Il estoit une fois une reine qui accoucha d’un fils si laid et si mal fait qu’on douta longtemps s’il avoit forme humaine. Une fée, qui se trouva à sa naissance, asseura qu’il ne laisseroit pas d’estre aimable, parce qu’il auroit beaucoup d’esprit : elle ajoûta même qu’il pourroit, en vertu du don qu’elle venoit de luy faire, donner autant d’esprit qu’il en auroit à la personne qu’il aimeroit le mieux.

Tout cela consola un peu la pauvre reine, qui estoit bien affligée d’avoir mis au monde un si vilain marmot. Il est vray que cet enfant ne commença pas plutost à parler qu’il dit mille jolies choses, et qu’il avoit dans toutes ses actions je ne sçai quoi de si spirituel qu’on en estoit charmé. J’oubliois de dire qu’il vint au monde avec une petite houppe de cheveux sur la teste, ce qui fit qu’on le nomma Riquet à la Houppe, car Riquet estoit le nom de la famille.

Au bout de sept ou huit ans, la reine d’un royaume voisin accoucha de deux filles. La premiere qui vint au monde estoit plus belle que le jour ; la reine en fut si aise qu’on apprehenda que la trop grande joye qu’elle en avoit ne luy fit mal. La même fée qui avoit assisté à la naissance du petit Riquet à la Houppe estoit presente, et, pour moderer la joye de la reine, elle luy declara que cette petite princesse n’auroit point d’ esprit, et qu’elle seroit aussi stupide qu’elle estoit belle. Cela mortifia beaucoup la reine ; mais elle eut, quelques momens aprés, un bien plus grand chagrin, car la seconde fille dont elle accoucha se trouva extrémement laide.
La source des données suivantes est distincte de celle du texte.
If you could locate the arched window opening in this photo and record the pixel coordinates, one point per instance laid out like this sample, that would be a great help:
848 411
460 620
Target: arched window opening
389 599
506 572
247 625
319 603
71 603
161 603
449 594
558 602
« Ne vous affligez point tant, Madame, luy dit la fée, vostre fille sera recompensée d’ailleurs, et elle aura tant d’esprit qu’on ne s’apercevra presque pas qu’il luy manque de la beauté.

— Dieu le veuille, répondit la reine ; mais n’y auroit-il point moyen de faire avoir un peu d’esprit à l’aînée, qui est si belle ?

— Je ne puis rien pour elle, Madame, du costé de l’esprit, luy dit la fée ; mais je puis tout du costé de la beauté ; et comme il n’y a rien que je ne veüille faire pour vôtre satisfaction, je vais luy donner pour don de pouvoir rendre beau ou belle la personne qui luy plaira. »

A mesure que ces deux princesses devinrent grandes, leurs perfections crûrent aussi avec elles, et on ne parloit partout que de la beauté de l’aisnée et de l’esprit de la cadette. Il est vray aussi que leurs défauts augmenterent beaucoup avec l’âge. La cadette enlaidissoit à veuë d’œil, et l’aisnée devenoit plus stupide de jour en jour. Ou elle ne répondoit rien à ce qu’on lui demandoit, ou elle disoit une sottise. Elle estoit avec cela si maladroite qu’elle n’eust pû ranger quatre porcelaines sur le bord d’une cheminée sans en casser une, ny boire un verre d’eau sans en répandre la moitié sur ses habits.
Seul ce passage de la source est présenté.